First up a runner I call Twinkle Toes. He’s wearing a matched true blue jacket and sleek shiny running pants with a true blue cap. As he’s running he pushes through to the tips of his toes from the pavement. It doesn’t look wrong, but it makes him look light. That and the sleek pants. In his head he’s repeating Portuguese vocabulary and grammar because he’s heading there for a gig in a few weeks. His personal Rosetta Stone practice is interrupted by Thursday’s meeting that failed. He pushes that away and starts to say the foreign words out loud as he runs.
There were big puddles, almost lakes, on the trail near the Zoo. Runner #2 did a back and forth hoppity hop to avoid drowning in one. Her boo is likely finishing off a second mimosa during brunch. She prefers to run alone but ends up feeling a little lonely when they hook up later, one tipsy and one sweaty. Maybe she’ll cut her run short and join Boo.
The next runner I’ll call Cletus. Definitely was an athlete in school, but more in it for the social side. He’s lumbering along in baggy shorts and bare legs and sneakers that have definitely been used. He has a filthy Giants hat pulled down almost over his eyes. Some untamed ends of dark curls poke out underneath the sides near his ears and above his neck. He forces himself to run at least two times a month. Usually concurrent with a hangover. He shakes the marbles around in his skull and feels like if he just keeps going he won’t throw up. It works. For a while.
Then came along the unrelated dogwalkers.
The first man I’m naming Thomas is wearing a red, yellow and green tam. His lanky frame is topped by a silver puffer jacket. He’s accompanied by his lanky Doberman, Diesel. They’re stopped on the trail, facing each other having a terrifically animated conversation. They’re laughing about the joggers that didn’t want to run past them but didn’t have an alternative on the narrow path. One guy ended up detouring from the path by trying to run up the slick hill.
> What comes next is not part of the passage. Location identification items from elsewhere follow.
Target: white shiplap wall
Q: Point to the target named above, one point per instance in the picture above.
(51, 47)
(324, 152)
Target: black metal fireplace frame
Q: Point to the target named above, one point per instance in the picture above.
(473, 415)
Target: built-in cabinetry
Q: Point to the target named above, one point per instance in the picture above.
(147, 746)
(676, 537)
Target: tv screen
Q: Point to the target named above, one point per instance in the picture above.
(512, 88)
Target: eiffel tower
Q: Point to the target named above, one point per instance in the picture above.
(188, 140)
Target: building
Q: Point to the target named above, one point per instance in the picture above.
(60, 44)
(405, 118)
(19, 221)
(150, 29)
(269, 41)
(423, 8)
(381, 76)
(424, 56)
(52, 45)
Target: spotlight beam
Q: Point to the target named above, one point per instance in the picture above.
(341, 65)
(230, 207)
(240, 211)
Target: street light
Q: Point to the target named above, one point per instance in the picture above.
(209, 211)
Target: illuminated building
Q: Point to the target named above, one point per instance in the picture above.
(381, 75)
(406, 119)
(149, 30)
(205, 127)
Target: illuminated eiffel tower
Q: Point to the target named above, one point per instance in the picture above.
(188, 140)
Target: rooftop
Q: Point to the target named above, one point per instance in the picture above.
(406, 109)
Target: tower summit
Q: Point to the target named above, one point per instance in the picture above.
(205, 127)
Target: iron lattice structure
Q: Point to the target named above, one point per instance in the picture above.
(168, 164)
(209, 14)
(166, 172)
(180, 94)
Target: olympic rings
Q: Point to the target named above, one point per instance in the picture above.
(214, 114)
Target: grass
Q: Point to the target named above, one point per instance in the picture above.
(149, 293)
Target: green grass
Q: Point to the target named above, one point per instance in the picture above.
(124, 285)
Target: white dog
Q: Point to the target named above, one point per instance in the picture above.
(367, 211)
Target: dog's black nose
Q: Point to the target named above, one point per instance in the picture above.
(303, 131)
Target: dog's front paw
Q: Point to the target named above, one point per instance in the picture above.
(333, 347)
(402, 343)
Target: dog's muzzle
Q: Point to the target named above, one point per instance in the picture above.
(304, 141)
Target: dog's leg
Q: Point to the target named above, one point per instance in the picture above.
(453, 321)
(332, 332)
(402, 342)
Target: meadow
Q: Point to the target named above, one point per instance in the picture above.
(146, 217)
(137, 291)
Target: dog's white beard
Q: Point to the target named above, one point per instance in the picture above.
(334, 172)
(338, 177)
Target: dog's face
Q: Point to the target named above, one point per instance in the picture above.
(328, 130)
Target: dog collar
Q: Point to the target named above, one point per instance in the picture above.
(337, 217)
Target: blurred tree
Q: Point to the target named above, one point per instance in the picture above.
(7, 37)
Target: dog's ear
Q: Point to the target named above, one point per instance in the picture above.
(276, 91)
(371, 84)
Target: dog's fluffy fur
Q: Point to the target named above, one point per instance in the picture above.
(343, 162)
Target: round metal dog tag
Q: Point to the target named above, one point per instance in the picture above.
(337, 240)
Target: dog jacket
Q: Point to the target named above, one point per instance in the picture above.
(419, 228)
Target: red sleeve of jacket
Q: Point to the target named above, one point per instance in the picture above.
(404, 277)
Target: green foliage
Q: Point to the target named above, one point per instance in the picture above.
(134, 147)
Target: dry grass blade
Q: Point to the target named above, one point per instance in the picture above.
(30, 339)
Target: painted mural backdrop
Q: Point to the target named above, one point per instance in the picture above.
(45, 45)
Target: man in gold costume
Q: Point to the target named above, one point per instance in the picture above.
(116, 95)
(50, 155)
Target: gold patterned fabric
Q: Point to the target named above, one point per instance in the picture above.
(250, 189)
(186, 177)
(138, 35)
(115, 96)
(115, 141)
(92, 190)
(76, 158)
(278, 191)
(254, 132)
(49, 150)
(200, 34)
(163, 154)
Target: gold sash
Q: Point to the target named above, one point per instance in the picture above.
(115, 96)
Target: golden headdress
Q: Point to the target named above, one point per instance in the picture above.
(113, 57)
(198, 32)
He slipped and skidded right to Diesel’s feet. Diesel wasn’t impressed and was unmoved. He turned head to the side–as if to provide embarrassment space– as the guy tried to crabwalk backwards up the hill. Thomas gave the guy a hand up, brushed the leaves from the guy’s shoulder and cheerily waved goodbye. Now man and dog are chuckling at the unnecessary circumnavigation.
Next there was a couple with two dogs. I saw them just after the bridge, and I don’t know how they went around the bridge. I guess the path swung underneath it somewhere. The man handled both leashes. One for the big dog and one for the little dog, a common dog configuration. The big dog was hers. When they moved in together, the BigDog started having anxiety issues. It wasn’t just the pooping in the man’s shoe, but it was that, too. Since she loved the dog before she loved the man, they got a little yappy companion for BigDog. Now both dogs crap in the man’s shoe. But he loves her.
It was a cold day, but I spied a grouping of men in short sleeves running towards the boathouse in the shadow of the Watergate. They had military do’s. They stripped down, not even wearing caps, to show off their strength and fortitude to each other. The one called his mom later and complained about his overly macho colleagues. She listened and said nothing. Turns out that she’s distracted by the dark spot on his Dad’s lung x-ray. She doesn’t want to burden her son with the looming unknowns. Not just yet. She tells her boy to wear his hat next time and not to be worried about the others. They wanted to wear hats, too. I agree with her.
The parkway split away from the path, and so the fuel for my tales ran out, too.